This weekend, Nick and I went on a trip to Ohio to go antiquing (because we’re 80 years old). Over Saturday and Sunday we walked through two giant antique malls. If you’re thinking “just two stores? In two whole days?” don’t judge: these places are huge. So huge that they have little delis inside so you can eat and then keep shopping for a few more hours. Heart of Ohio Antique Center, the mall we went to on Sunday, was so expansive (116,000 square feet!) and confusingly laid out that any time Nick wasn’t right beside me, I was lost. If I had to go back out to the car at any point, he had to walk me to the front door.
Most of the time antiquing is like being in a museum, seeing things from way back when that are too delicate or expensive to touch, but amazing to see nonetheless. Nick and I do have a few things that we collect, and we both hit the jackpot on this trip.
Nick collects insulators (part of the reason we went out that way was for an insulator show), and vintage train set pieces for the set his family puts out at Christmas. I can’t properly ramble on over his purchases, but I will talk about mine!
The main thing I look for at these shops is anything with the Corelle Spring Blossom Pattern, and this weekend paid off. I saw the pattern everywhere, and really should have brought a list of the pieces I already have. But I found four items in particular that I didn’t have in my set yet.
Do you know how hard it is to do a dance of joy with so many expensive breakables piled high around you?
I also got that spiffy egg plate, because for my family it’s not a holiday dinner without deviled eggs.
Also pictured is a set of 45s with the soundtrack to An American in Paris (my mom will be so proud!) and a very pretty swing frame (1930s, I think).
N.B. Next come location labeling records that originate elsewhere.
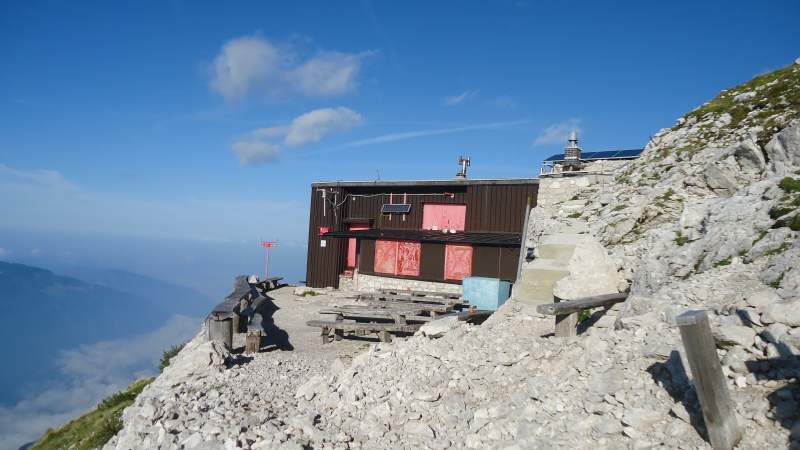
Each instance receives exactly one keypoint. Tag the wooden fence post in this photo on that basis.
(709, 381)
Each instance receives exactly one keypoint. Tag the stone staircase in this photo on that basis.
(556, 259)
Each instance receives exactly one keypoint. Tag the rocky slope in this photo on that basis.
(707, 218)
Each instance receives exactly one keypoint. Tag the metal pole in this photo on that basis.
(522, 241)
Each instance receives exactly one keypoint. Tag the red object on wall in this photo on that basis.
(408, 258)
(385, 257)
(441, 216)
(351, 243)
(457, 262)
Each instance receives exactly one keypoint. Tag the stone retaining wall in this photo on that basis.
(371, 283)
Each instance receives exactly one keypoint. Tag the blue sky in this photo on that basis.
(206, 122)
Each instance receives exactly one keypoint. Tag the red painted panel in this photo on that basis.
(408, 258)
(385, 257)
(452, 217)
(351, 243)
(457, 262)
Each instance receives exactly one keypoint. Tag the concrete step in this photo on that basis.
(559, 252)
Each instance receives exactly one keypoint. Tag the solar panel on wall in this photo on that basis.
(395, 208)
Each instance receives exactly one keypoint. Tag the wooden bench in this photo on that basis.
(567, 312)
(384, 330)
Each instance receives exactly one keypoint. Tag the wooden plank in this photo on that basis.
(709, 381)
(353, 326)
(567, 324)
(576, 306)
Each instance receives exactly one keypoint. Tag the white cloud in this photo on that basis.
(254, 152)
(36, 178)
(252, 64)
(90, 373)
(458, 99)
(557, 133)
(264, 144)
(504, 102)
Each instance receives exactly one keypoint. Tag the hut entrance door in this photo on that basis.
(351, 243)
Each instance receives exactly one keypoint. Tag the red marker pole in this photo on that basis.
(267, 246)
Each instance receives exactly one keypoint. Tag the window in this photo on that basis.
(457, 261)
(438, 216)
(397, 257)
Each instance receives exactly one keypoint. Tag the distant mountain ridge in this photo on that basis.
(47, 313)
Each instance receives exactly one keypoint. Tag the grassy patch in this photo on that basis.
(789, 185)
(167, 355)
(93, 429)
(723, 262)
(778, 250)
(760, 236)
(777, 282)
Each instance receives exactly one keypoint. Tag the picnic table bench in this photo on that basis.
(567, 312)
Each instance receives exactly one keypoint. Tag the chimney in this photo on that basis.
(464, 163)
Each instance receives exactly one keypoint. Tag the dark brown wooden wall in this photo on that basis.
(490, 208)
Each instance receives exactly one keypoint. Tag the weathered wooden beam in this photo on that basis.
(567, 324)
(709, 381)
(565, 307)
(220, 329)
(252, 342)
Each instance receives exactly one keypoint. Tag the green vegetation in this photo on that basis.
(790, 185)
(761, 235)
(778, 250)
(776, 283)
(699, 262)
(167, 355)
(723, 262)
(93, 429)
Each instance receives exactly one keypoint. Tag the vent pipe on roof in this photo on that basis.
(464, 163)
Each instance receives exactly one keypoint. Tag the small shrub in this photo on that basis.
(723, 262)
(167, 355)
(789, 184)
(760, 236)
(777, 282)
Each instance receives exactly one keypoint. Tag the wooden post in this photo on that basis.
(709, 381)
(220, 329)
(252, 343)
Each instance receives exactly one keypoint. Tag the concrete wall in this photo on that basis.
(371, 283)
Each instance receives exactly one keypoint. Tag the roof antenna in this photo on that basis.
(464, 163)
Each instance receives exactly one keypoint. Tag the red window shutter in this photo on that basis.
(408, 258)
(457, 262)
(385, 257)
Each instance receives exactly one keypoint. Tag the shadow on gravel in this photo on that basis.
(785, 400)
(274, 338)
(672, 376)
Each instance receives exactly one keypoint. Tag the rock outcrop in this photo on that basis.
(706, 218)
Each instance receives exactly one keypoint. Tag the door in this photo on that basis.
(351, 243)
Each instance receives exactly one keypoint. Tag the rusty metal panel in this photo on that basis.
(457, 261)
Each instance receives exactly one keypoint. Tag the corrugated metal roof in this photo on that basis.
(452, 182)
(459, 237)
(608, 154)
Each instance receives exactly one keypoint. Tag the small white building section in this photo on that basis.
(564, 174)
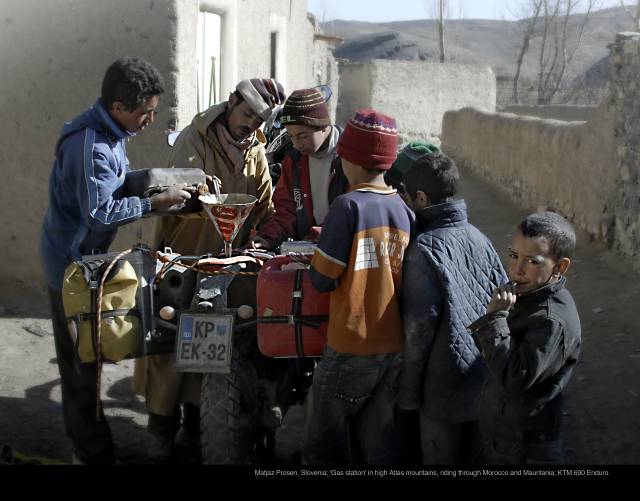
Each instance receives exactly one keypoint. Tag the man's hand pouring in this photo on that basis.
(177, 194)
My second favorite find is this fabulous art deco hand mirror. The silver rectangle in the middle was very lightly etched with someone’s initials, which I couldn’t make out, and a year: 1937. The mirror is solid, and heavy. One reason we like old pieces like this is because they were built to last.
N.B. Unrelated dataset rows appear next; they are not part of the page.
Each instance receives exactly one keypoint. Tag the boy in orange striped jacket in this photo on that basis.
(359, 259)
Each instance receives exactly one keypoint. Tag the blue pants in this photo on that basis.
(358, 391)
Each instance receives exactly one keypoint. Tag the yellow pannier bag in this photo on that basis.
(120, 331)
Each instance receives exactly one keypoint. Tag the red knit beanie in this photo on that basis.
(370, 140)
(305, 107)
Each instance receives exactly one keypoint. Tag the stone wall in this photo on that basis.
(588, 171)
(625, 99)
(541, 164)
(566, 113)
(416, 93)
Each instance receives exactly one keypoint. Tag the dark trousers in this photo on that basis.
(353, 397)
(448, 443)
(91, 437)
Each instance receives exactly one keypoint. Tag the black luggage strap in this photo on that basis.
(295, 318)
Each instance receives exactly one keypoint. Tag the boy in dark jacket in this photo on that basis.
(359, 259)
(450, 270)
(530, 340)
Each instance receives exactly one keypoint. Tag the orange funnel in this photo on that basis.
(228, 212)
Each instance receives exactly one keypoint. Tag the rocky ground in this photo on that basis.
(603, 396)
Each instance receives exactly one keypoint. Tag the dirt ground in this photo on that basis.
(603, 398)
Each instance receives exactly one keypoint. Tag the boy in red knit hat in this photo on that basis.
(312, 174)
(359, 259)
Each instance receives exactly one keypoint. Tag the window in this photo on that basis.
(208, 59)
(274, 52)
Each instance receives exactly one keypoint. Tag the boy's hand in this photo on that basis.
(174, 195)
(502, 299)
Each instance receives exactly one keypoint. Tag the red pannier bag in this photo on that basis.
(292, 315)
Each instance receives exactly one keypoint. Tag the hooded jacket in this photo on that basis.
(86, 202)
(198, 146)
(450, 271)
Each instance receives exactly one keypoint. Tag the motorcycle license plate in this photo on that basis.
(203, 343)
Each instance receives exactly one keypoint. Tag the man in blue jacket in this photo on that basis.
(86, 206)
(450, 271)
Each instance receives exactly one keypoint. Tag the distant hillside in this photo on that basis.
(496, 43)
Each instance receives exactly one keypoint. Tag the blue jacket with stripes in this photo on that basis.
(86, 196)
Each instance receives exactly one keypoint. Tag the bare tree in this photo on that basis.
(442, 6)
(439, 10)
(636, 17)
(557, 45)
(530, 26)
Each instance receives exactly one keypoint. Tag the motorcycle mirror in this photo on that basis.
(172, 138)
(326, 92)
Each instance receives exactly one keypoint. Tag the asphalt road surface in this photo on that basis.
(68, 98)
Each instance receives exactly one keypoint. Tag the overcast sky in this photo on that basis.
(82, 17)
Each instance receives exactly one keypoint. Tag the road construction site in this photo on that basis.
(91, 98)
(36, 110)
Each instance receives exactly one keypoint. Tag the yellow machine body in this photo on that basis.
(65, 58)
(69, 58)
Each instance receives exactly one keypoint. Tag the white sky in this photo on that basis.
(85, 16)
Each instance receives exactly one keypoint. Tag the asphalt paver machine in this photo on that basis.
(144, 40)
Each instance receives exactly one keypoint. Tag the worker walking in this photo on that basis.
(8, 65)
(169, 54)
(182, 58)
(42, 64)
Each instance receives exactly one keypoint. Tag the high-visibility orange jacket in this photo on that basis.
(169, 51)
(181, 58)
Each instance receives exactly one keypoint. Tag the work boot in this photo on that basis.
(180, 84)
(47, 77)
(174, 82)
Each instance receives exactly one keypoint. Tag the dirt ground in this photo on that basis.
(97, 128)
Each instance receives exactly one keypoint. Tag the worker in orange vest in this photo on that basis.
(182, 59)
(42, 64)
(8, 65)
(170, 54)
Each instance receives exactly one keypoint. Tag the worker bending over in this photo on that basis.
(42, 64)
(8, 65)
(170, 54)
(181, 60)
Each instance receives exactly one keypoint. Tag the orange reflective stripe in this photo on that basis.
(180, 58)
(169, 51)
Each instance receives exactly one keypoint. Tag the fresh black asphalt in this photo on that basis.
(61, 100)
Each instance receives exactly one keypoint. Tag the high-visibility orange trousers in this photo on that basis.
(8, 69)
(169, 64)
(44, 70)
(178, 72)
And then, the pièce de résistance: a beautiful, shiny, still working typewriter from the late 1930s, with the original instructions and a handy guide for where to place your fingers on the keys. It’s a Royal Portable (what on earth about this makes it portable?) and I saw it within our first half hour at the antique mall and thought about it for hours after.
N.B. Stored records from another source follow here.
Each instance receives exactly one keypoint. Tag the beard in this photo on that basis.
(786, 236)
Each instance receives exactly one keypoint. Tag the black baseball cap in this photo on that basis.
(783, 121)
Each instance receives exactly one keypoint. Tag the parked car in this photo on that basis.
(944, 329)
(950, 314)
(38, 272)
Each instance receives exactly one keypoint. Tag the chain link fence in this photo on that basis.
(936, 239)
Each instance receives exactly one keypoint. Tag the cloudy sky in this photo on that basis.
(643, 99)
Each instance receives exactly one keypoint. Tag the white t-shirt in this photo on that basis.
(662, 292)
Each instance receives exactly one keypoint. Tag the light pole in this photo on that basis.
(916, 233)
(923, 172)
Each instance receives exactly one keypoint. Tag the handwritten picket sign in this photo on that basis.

The typewriter case was open and there was a single piece of paper with it, on which many other patrons had left their mark. Someone even left her name and address. I’m tempted to send her a letter.
Even in this nostalgic haven, Ohioans (or visitors) were voicing their political opinions:
When we finally finished our round of the mall (many hours later), I went back to the typewriter and had an internal battle. I want this. What will I do with this? Do I need this? Am I going to regret it if I don’t get this? Where would we even keep it? You already know how that mental conversation ended (with some nudging from Nick).
Nick did some research on the typewriter when we got home. It turns out that it was inexpensive (for a typewriter) and in such good condition because this particular model was extremely common. I’m absolutely thrilled with it and I might just start typing out my blog posts and scanning them instead of using my laptop! Not really. But maybe.
We’re not allowed near any antique stores for a long, long time.
To all yinz Americans, get out and vote today!